# Major Ice Storm - Toronto, Canada



## samee (Oct 14, 2011)

We had the worst ice storm in recent memory. Ive never seen it this bad in the 12+ years Ive been living here. 250,000 people are without power in Toronto alone and Hydro are saying it will take 3 days to get back. Last night places around out building were without power and I kept seeing the sky being lit up by blueish green light (power lines). We went out today (I took shotty to snap pics) and the lights (signals) around us were all out. Serious stuff.


----------



## The Big Buddha (Jul 30, 2012)

Google ice storm 98 Montreal, that was some crazy *****!


----------



## samee (Oct 14, 2011)

The Big Buddha said:


> Google ice storm 98 Montreal, that was some crazy *****!

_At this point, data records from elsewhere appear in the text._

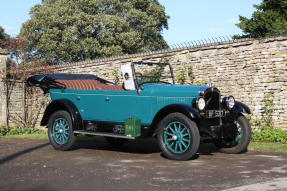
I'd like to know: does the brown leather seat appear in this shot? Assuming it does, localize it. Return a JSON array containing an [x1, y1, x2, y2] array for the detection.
[[57, 80, 124, 91]]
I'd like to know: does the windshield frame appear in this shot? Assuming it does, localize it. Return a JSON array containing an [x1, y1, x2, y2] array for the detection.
[[131, 62, 175, 89]]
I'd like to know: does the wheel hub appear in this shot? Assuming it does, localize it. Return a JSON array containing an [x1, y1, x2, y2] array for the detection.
[[164, 121, 191, 154], [171, 135, 177, 141]]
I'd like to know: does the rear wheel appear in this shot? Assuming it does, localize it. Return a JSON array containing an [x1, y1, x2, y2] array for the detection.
[[214, 116, 251, 154], [48, 111, 76, 151], [105, 137, 128, 146], [157, 113, 200, 160]]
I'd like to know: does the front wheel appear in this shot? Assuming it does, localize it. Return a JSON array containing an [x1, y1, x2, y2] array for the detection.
[[214, 116, 252, 154], [48, 111, 76, 151], [157, 113, 200, 160]]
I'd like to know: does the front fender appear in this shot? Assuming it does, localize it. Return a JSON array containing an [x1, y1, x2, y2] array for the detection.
[[151, 104, 200, 129], [41, 99, 83, 130], [232, 101, 251, 114]]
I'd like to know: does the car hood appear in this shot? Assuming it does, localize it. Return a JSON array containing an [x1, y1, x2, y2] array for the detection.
[[141, 84, 209, 97]]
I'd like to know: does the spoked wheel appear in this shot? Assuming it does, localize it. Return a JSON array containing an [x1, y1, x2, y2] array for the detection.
[[158, 113, 200, 160], [214, 116, 251, 154], [48, 111, 75, 150], [105, 137, 128, 146]]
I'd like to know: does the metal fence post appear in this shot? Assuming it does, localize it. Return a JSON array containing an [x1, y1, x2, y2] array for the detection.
[[0, 48, 9, 125]]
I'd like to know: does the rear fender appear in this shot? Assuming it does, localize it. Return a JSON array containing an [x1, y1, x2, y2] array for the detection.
[[151, 104, 200, 133], [41, 99, 83, 130]]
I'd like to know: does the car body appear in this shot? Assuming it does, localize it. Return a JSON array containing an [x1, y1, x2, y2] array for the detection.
[[27, 62, 251, 160]]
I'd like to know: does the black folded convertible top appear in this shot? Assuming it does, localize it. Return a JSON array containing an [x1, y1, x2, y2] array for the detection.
[[27, 74, 113, 93]]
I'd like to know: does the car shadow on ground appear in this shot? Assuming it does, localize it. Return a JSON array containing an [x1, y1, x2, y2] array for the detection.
[[0, 143, 49, 165], [74, 137, 219, 155]]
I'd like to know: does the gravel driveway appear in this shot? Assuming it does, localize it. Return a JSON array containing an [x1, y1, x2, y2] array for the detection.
[[0, 138, 287, 191]]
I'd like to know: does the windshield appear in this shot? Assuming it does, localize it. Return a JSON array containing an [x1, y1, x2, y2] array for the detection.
[[134, 63, 174, 85]]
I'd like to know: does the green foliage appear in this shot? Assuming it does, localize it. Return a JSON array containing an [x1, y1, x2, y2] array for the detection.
[[252, 127, 287, 143], [112, 69, 120, 84], [234, 0, 287, 38], [0, 26, 11, 48], [20, 0, 169, 63], [0, 125, 46, 136]]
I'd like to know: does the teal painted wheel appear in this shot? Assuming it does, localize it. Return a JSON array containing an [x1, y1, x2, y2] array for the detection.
[[157, 113, 200, 160], [214, 116, 252, 154], [52, 118, 69, 145], [164, 121, 191, 154], [48, 111, 76, 151]]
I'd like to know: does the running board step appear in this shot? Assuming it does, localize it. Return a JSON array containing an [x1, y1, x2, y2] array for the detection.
[[74, 130, 135, 139]]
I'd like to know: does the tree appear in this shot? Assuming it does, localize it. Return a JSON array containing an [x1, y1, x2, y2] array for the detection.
[[20, 0, 169, 63], [237, 0, 287, 38]]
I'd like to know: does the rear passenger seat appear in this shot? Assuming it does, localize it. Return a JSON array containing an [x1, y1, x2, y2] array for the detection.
[[56, 80, 124, 91]]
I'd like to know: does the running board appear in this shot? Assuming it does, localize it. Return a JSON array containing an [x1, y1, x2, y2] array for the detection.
[[74, 130, 135, 139]]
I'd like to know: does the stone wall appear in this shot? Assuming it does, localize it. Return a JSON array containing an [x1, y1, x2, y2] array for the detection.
[[0, 48, 8, 124], [0, 36, 287, 130]]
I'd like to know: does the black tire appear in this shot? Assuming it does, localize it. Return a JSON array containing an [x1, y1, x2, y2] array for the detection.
[[214, 115, 252, 154], [105, 137, 129, 146], [157, 113, 200, 160], [48, 110, 76, 151]]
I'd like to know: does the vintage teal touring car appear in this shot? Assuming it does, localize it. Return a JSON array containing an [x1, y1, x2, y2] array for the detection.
[[27, 62, 251, 160]]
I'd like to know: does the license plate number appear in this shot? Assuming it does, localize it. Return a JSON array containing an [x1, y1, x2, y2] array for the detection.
[[206, 110, 225, 118]]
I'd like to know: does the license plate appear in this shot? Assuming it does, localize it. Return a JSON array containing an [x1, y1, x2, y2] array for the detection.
[[206, 110, 225, 118]]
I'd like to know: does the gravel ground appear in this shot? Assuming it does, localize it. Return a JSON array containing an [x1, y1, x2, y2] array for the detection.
[[0, 138, 287, 191]]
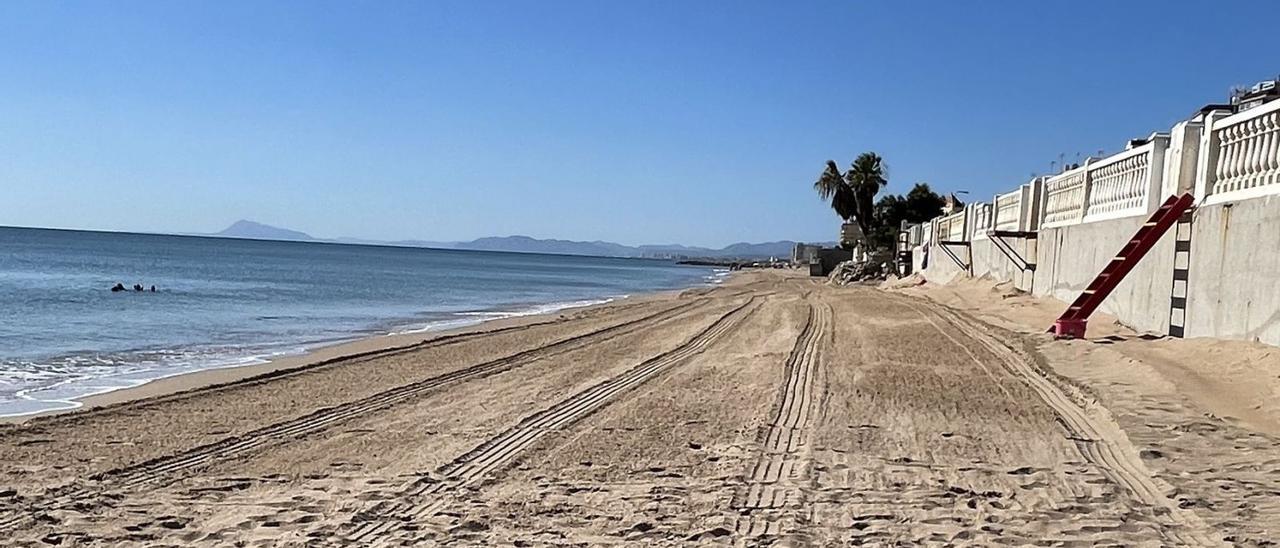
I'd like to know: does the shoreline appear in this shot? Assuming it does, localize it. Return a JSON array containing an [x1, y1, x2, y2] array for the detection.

Everyone knows about that...


----------



## Aqguy (Oct 30, 2013)

Nice to look @ in pictures but i'll take my 75 degree southern ca christmas @ the beach.


----------



## Marshallshred85 (Sep 9, 2013)

I live in Muskogee Oklahoma, and in 2005, and 2007 we had really bad ice storms like this as well! Tons of people without power.


----------



## samee (Oct 14, 2011)

Aqguy said:


> Nice to look @ in pictures but i'll take my 75 degree southern ca christmas @ the beach.



I hope an iguana walks over you while you are getting a tan on the beach. ehehe


Well the sun finally came out after many days, I dont remember the last time we had the sun out. ITS BEAUTIFUL. The camera suks at taking details, all the trees are shining like glitter.


----------